Type 2 Diabetes (T2D) is a growing pandemic with severe consequences for the individual and society. Several treatment options, tablets, non-insulin injections and insulin exist, but still few people with T2D reach treatment targets. In the long run, poor treatment outcomes can lead to severe complications, e.g. amputations and blindness, and a significant socio-economic burden. To control blood glucose in late stage T2D, insulin often becomes necessary. With standard of care algorithms, initiation and personalization of insulin treatment, known as titration, is a lengthy process that may take months to years. Throughout the titration period, the patients are faced with the complexity of dose adjustments and the fear of insulin overdosing. Finding and implementing new standards of automated care are key to improving treatment by reducing the burden on the patient and making every health care professional (HCP) a specialist in diabetes care.

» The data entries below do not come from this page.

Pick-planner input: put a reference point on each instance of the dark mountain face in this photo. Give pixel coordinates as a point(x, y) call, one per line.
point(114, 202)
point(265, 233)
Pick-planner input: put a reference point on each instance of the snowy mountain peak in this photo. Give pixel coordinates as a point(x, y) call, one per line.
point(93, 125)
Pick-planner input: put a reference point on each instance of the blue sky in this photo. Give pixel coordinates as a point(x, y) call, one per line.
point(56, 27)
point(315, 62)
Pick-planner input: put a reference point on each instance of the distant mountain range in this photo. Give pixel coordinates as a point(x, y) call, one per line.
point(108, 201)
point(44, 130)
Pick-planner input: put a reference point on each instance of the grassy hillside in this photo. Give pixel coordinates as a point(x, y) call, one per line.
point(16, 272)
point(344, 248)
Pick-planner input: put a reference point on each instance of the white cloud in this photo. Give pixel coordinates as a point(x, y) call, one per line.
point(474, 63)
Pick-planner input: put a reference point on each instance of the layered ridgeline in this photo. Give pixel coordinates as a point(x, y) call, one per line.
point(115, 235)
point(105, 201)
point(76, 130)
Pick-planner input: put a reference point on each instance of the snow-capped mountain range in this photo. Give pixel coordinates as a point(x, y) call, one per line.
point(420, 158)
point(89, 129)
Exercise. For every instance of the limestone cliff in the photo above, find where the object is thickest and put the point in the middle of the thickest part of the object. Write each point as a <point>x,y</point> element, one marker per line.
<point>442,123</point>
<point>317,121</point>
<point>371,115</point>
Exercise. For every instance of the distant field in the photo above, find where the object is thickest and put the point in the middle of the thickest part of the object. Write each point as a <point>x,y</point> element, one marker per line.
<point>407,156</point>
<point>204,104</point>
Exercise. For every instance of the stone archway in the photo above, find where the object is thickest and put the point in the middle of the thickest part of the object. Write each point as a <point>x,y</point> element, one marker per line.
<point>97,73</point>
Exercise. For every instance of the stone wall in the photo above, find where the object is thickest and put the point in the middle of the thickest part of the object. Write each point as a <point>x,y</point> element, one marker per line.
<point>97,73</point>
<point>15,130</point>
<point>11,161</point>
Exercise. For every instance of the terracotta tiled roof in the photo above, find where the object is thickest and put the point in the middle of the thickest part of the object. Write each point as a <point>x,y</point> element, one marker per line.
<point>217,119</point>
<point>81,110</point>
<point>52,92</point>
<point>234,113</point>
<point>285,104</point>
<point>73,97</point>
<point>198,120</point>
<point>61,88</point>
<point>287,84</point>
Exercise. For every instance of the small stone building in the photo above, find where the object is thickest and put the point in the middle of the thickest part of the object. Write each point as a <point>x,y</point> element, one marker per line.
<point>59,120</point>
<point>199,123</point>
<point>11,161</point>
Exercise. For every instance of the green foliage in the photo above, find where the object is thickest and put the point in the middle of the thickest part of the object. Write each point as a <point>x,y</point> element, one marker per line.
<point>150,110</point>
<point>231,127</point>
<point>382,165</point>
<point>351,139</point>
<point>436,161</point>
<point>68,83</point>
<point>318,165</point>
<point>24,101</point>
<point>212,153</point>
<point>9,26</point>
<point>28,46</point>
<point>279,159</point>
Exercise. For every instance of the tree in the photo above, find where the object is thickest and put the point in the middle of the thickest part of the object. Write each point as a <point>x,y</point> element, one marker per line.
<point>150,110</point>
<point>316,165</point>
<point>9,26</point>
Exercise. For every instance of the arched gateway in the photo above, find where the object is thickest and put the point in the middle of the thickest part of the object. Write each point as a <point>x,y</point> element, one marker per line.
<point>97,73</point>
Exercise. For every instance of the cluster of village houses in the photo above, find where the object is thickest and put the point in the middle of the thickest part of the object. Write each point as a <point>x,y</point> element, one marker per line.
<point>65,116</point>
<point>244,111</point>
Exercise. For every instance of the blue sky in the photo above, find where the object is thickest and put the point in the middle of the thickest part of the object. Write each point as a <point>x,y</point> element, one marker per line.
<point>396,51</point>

Over the years, closed loop (CL) systems, also referred to as Artificial Pancreas systems, have developed from an academic interest to a viable treatment option, mainly for people with type 1 diabetes. State of the art CL systems use sensor measurements from a continuous glucose monitor (CGM) as input to an adaptive control algorithm to optimize insulin doses and administer the selected dose to the individual through a connected insulin pump. This setup mimics how a healthy body regulates glucose levels. As a result, CL systems can partially or completely automate insulin treatment. A few inpatient studies have proven fully automated CL systems feasible for people with T2D, but the price of a CL system may make long-term use of CL treatment inaccessible to a large proportion of T2D patients. This calls for alternative approaches to optimizing the individuals’ treatment regimen in an affordable setup, e.g. CGMs and injection pen-based treatment. We hypothesize that data from short-term usage of a CL system can be used to map a personalized, injection pen-based drug and dose scheme for people with T2D.
In this project, we will investigate whether a correlation exists between the profile of fast-acting insulin delivered in a pump and the amount of long-acting insulin delivered with an injection pen. The investigations will be based on data from a clinical trial funded by Novo Nordisk A/S and the Danish Innovation Fund as part of the ADAPT-T2D innovation consortium. We will explore how the basal rate during CL treatment can be translated to a pen-based insulin treatment. For the translation, we will use dose-response models and system identification methods. Additionally, we will examine how CGM readings alone can be used to identify the user’s need for intensifying treatment with meal-time insulin and investigate whether the identification can be improved using CL data.
The outcome of this research project is an individualized model-based algorithm for reaching blood glucose targets with pen-based treatment, through automated selection of the drug, timing and dose.